А на душу камень лег: не мог Зорко соблюсти запрет матери рода и запрет нарушил. А следить за ним никто не следил: не могли помыслить, что можно такой запрет нарушить, да Зорко со своим художеством никому и не показывался. Уходил куда подальше, где редко кто из печища бывает, и там работал. И еще один из всех в печище начал он с проезжими людьми разговоры вести об иных краях и тамошних обычаях. А потом старик калейс объявился. Не сказать, чтобы шибко влекли Зорко чужие края, но понимал он, чем дальше, тем яснее, что только там сможет он тем заняться, к чему душа лежит, что ему судьбой предписано. Свияга Некрасевна вскоре — год минул — гнев на милость сменила: Зорко и вправду не только в художестве, но и в рукомесле изрядный толк знал; может быть, и просили за него мастера, и холсты красить да с кожей работать дозволено было ему, а после и по дереву резать разрешили. Только это уже не могло отвратить Зорко от принятого решения: не было ему места в роду, какое бы и ему по нраву было, и роду не в тягость. А раз так, то и следовало уходить.
И была Плава. Печище у Серых Псов большое было, но все друг друга знали, и дети у всех росли, почитай, вместе. И Зорко с Плавой друг друга сызмальства знали. Знали и знали, покуда не встретили оба девятнадцатую весну. Словно кто с глаз у Зорко пелену снял, и посмотрел он на Плаву по-иному, а как посмотрел, то глаз уж отвести не мог. И не опустил взора, когда Плава его ответным взглядом подарила.
С тех пор не разлучались они и никого вокруг не видели. Плава все знала, что Зорко творит, и только радовалась, когда были у него удачи, и утешала, если вдруг не получалось что.

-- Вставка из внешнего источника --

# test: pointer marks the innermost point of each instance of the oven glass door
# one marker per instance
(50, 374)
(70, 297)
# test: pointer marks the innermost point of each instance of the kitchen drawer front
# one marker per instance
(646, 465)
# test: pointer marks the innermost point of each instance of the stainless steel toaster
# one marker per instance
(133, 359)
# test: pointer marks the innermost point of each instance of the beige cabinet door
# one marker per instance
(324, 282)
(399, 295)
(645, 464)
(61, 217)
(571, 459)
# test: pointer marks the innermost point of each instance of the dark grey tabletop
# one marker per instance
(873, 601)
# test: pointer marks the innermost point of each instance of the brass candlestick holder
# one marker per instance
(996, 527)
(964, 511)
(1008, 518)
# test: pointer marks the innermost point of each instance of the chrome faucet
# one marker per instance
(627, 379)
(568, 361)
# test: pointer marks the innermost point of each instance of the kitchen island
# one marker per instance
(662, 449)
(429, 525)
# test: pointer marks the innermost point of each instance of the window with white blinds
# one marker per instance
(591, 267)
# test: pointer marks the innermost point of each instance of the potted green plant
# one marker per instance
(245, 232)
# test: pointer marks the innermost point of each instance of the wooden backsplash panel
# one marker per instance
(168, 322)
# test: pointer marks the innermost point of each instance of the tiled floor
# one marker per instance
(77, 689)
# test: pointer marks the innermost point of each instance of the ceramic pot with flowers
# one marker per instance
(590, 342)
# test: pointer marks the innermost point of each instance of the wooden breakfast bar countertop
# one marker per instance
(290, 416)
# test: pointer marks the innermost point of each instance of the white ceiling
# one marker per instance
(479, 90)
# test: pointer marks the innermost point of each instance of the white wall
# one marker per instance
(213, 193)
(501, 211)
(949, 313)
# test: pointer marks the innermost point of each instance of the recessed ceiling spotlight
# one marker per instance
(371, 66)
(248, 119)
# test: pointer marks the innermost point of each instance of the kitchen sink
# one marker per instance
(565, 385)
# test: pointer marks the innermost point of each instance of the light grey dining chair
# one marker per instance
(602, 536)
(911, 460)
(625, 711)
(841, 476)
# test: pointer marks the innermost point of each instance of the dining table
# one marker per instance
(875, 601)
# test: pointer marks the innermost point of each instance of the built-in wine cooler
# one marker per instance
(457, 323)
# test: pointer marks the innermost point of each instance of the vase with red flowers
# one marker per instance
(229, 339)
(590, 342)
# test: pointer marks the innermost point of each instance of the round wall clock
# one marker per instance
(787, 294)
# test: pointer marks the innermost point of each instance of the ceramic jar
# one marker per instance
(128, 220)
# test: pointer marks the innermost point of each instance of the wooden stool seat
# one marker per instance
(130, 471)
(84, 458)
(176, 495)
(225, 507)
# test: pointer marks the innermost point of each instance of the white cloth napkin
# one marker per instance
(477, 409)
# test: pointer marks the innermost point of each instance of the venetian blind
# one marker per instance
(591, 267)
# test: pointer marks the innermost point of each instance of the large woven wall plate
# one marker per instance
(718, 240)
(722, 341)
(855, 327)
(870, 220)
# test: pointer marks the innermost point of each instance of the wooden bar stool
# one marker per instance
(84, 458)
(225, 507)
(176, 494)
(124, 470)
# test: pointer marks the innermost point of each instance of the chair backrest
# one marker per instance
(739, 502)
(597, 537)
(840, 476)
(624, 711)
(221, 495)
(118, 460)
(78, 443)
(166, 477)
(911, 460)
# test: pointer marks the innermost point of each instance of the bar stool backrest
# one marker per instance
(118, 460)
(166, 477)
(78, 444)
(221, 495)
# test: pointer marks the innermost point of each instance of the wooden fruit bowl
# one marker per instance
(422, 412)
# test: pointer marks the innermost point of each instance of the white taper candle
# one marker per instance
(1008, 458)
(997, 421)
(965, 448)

Но про то, чтобы свадьбу играть, речи не заходило: знала она, что Зорко уйдет, а все равно расстаться с ним не хотела и толков по печищу не боялась. Да и не было толков: если кто и смотрел косо, так только Рокот, но и тот лишь за тем следил, чтобы Зорко опять непотребства малевать ни принялся. Не уследил.
Зорко и Плава в то же лето — двадцатое уже у обоих — стали мужем и женой, только никто об этом не знал. А может, и знали, да не говорили. Такое, чтобы молодец и девица до свадьбы любились, не было редкостью. Но тут дело в другом состояло: кому бы понравилось, что хорошая девушка, да с таким непутевым, как Зорко, встречалась? Ясно было, что такой или по добру из печища уйдет, или вовсе будет изгнан, как волк-оборотень. Может, кому-то и не нравилось это, но Зорко и Плава больше смотрели за тем, как бы снова ведун, или матери рода, или кто другой не узнали, что Зорко к прежним своим занятиям вернулся, нежели любовь свою от чужих глаз таили.
Так четыре солнцеворота минуло. И вот, потянулись дорогой уже не одни купцы, а и беженцы. Вздыбила курганы Вечная Степь и выпустила в мир конные тысячи. Зорко все больше стал пропадать вечерами у дороги: проезжие любили останавливаться у росстани, где большой торный торговый путь пересекался с зеленым, посередь которого росла трава. Этот малый путь вился лесом и болотами до печища рода Гирвасов. Гирвасом звался легченый, не обремененный ездовой упряжью олень. К слову, лошадь хороша была для летних плотных дорог, для утоптанного зимника. В весеннюю распутицу и осенние грязи, в глубоком лесном снегу, кой начинался тут же, едва отойди от дороги, первым средством для езды был сохатый, либо олень. Сольвенны некоторые знали об этом, и тем более дикими и страшными казались им венны: где это видано, чтобы обычный человек сохатого запрягал? А где сохатый, там, глядишь, и волк в упряжь полезет, и медведь, а там и вовсе нечисть какая! Может, оттого и пошли по торгу галирадскому побасенки, будто у веннов медведи в лаптях по печищам ходят, а зимой в избах у печи спят.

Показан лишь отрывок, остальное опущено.